Changes to Commonwealth contribution rates
The government plans to introduce new, generally lower, Commonwealth contribution rates. This requires amending section 33-10 of HESA. I’ve heard it said that this will be part of the appropriation bills which by convention are passed by the Senate, but this isn’t right. Those appropriation bills cover only a smallish percentage of government funding, not including the Commonwealth Grant Scheme.
The government has also indicated that it wants to further reduce funding rates for diploma courses and non-university higher education providers. That would require more substantial redrafting, especially if the government intends to expressly fund research through the Commonwealth Grant Scheme. Section 33-10 alludes to the ‘benefits to students’ power in the Constitution. On the basis of the Williams No. 2 case (the school chaplains case), the High Court may well take a dim view of using this provision to fund research. (Update: There are other potential Constitutional foundations that possibly could be used here, such as the corporations power that was used for the TEQSA Act, universities being legal corporations.)
Increasing or abolishing the student contribution cap
This requires amendment of section 93-10 of HESA.
The government has said that international student fees will be the new cap. While not expressed exactly in those terms, this is already legislated through section 36-55 of HESA. What that section says is that student contribution amounts (legally defined as being for students in Commonwealth supported places) can’t be more than tuition fees (legally defined as being for full fee students).
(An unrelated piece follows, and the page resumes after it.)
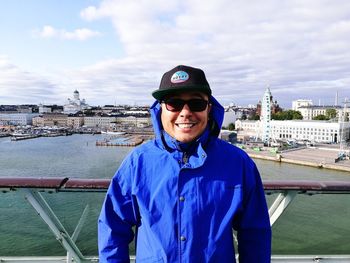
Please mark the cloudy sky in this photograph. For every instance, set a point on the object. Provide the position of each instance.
(115, 52)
As section 36-30 effectively bans domestic full fee undergraduate students in public universities except in very limited circumstances, the tuition fee reference is almost invariably going to be to international students.
There is no requirement to offer courses to international students, and universities can increase their international student fees, so this is not a very strong capping mechanism.
Requiring universities to put 20 per cent of additional student revenue into a Commonwealth scholarship fund
One complexity here is that division 46 of HESA already has Commonwealth scholarships, in this case actually funded by the Commonwealth rather than other students. Apart from that there could be a backdoor way of doing this, via section 30-25(2), which enables the Commonwealth to put almost any requirement on universities not expressly contradicted by the Act as a condition of receiving funding. Given that the Commonwealth once got away with using 30-25(2) to force the University of Melbourne to subsidise the then legally separate Victorian College of the Arts, requiring universities to subsidise their own students would look reasonable in comparison.
That said, legislation or delegated legislation would give the policy a stronger legal basis, so I expect the government will pursue one of those options.